Sunday, November 16, 2014

A Few Thoughts About Veteran's Day

I posted these comments on Facebook, and post them here again as my running journal of life, for our daughter, Anna Elizabeth, now 8-months old.

This is a picture of me, a young Air Force Captain, but it's really about my Dad and brother, Gene, who went before me. Dad served in WWII, Korea, and Vietnam. Gene was killed in a flight line accident at Elmendorf Air Force Base in the run up to the Vietnam War. They truly *served*.  My service pales in contrast. The United States Air Force gave me much more than I gave to it. More than anything else, it taught me quiet, deep self-confidence. If you can survive and thrive through the training and stress of the military, everything that you face in life after that is a cake walk... and oftentimes, boring. Nothing in the civilian world compares to the responsibility and trust that you are granted in the military. God bless all those young men and women who are serving today in our troubled world, especially my nephews, Kyle Nabors and Tyler Dennison.  Duty, Honor, Country.

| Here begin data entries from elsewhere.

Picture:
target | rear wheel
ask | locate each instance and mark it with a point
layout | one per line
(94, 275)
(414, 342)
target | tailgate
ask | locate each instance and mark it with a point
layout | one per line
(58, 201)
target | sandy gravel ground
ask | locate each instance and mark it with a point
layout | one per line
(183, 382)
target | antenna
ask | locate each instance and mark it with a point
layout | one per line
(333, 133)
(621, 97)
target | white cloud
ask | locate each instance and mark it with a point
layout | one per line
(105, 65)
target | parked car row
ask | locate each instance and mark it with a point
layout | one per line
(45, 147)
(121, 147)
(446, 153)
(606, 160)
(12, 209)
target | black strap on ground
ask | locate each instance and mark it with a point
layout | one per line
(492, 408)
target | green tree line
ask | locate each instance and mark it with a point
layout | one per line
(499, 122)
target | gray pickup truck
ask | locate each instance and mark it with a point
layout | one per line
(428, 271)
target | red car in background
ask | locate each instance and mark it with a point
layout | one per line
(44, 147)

I really appreciate all the wonderful comments and thanks... but the thanks are not necessary and make me a bit uncomfortable. Day-to-day, greater thanks should go to many others more deserving. This post is about giving thanks to the United States Air Force for what it did for me. It totally changed my life for the better, at a time in my life when I needed that help, desperately. When my Dad passed away, just a few days after I graduated from high school, I lost the anchor of my life. For whatever reason, his death stripped me of my self-confidence and identity. I was, without that anchor, completely adrift in the seas of a very confused young man, trying to find his way back to port. I struggled through college, hanging on to new role models who were a horrible influence and the worst example of manhood, imaginable. After college, the Air Force stripped my identity down even further... then rebuilt me. No mercy, no excuses, no escape. Up was the only direction that the Air Force made you feel was a viable option because so many other people and principles depended on you... YOU. There were other options of course-- you could always quit, dropout, or fade out to mediocrity-- but your mind never really believes that those are viable options. You have to keep climbing because if you don't, others will fall. 


Thank you, United States Air Force. No thanks are due me.